Government lacks compassion for ‘terminally ill’ refugee

A terminally ill refugee on Nauru has been refused entry to Australia where he hoped to receive palliative care, according to advocacy groups. The 63-year-old Afghan Hazara has advanced lung cancer and is currently receiving treatment in the regional processing centre.

Ian Rintoul, a spokesperson for the Refugee Action Coalition, said the organisation had been in contact with the man throughout 2018.

“For a long time, there was no diagnosis although he was kept in the International Health and Medical Services clinic [in the regional processing centre],” Mr Rintoul said.

“You have to be very sick to be kept there. But he was not sent anywhere for further treatment or further tests.

“We suspect now that if he had got proper tests months ago, that the cancer may have been discovered much earlier and he may have been able to be treated.”

The individual reportedly asked to be sent to Australia to be looked after by members of the Hazara community (an ethnic group native to Hazarajat in central Afghanistan) but his request was refused.
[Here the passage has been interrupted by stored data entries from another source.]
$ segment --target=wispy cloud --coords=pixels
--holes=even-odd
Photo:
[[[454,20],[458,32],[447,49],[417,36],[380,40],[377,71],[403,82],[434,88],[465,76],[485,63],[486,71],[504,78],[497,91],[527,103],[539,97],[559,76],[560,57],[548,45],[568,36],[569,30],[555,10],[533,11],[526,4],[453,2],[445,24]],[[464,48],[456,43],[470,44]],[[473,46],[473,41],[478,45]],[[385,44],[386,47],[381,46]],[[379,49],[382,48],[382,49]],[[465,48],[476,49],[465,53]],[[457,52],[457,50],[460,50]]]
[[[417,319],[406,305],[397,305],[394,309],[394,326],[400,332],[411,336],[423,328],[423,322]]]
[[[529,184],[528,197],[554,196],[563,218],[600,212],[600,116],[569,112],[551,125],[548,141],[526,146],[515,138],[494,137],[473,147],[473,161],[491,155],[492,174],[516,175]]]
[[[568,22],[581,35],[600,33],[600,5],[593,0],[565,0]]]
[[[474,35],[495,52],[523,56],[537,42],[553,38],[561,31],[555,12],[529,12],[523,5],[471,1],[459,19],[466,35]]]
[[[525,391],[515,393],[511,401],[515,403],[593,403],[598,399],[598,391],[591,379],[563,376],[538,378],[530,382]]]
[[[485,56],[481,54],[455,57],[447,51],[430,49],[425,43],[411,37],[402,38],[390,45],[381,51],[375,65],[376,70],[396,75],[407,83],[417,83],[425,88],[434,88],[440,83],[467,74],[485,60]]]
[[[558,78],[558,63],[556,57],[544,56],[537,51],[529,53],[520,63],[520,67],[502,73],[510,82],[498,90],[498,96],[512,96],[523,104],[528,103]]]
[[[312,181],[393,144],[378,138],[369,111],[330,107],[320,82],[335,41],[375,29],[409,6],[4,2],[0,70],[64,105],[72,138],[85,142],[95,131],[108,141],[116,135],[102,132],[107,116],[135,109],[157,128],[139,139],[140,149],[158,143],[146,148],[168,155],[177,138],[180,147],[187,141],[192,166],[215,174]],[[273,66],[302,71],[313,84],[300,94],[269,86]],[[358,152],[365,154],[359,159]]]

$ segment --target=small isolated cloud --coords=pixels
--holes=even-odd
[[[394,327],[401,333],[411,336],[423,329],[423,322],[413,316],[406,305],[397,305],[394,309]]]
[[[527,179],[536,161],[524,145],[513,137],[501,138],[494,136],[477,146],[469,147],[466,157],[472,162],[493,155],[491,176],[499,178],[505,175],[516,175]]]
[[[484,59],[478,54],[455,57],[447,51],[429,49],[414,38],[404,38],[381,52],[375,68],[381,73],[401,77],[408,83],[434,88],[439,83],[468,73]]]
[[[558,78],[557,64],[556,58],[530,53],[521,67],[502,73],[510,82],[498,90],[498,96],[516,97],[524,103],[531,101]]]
Mr Rintoul said the Australian government was “denying the last wishes of a dying man to have some peace and comfort in his last days”.

“The government is now so obsessed with maintaining the punitive integrity of offshore detention that they have lost any sense of proportion,” he said.

This comes after an Amnesty International report in May accused the Australian government of winding back critical healthcare services at its offshore detention centre on Manus Island.

The human rights organisation said in a report that one remaining detainee who suffered a heart attack in February 2017 is yet to receive treatment and that refugees are being forced to phone doctors in Australia for emergency medical advice.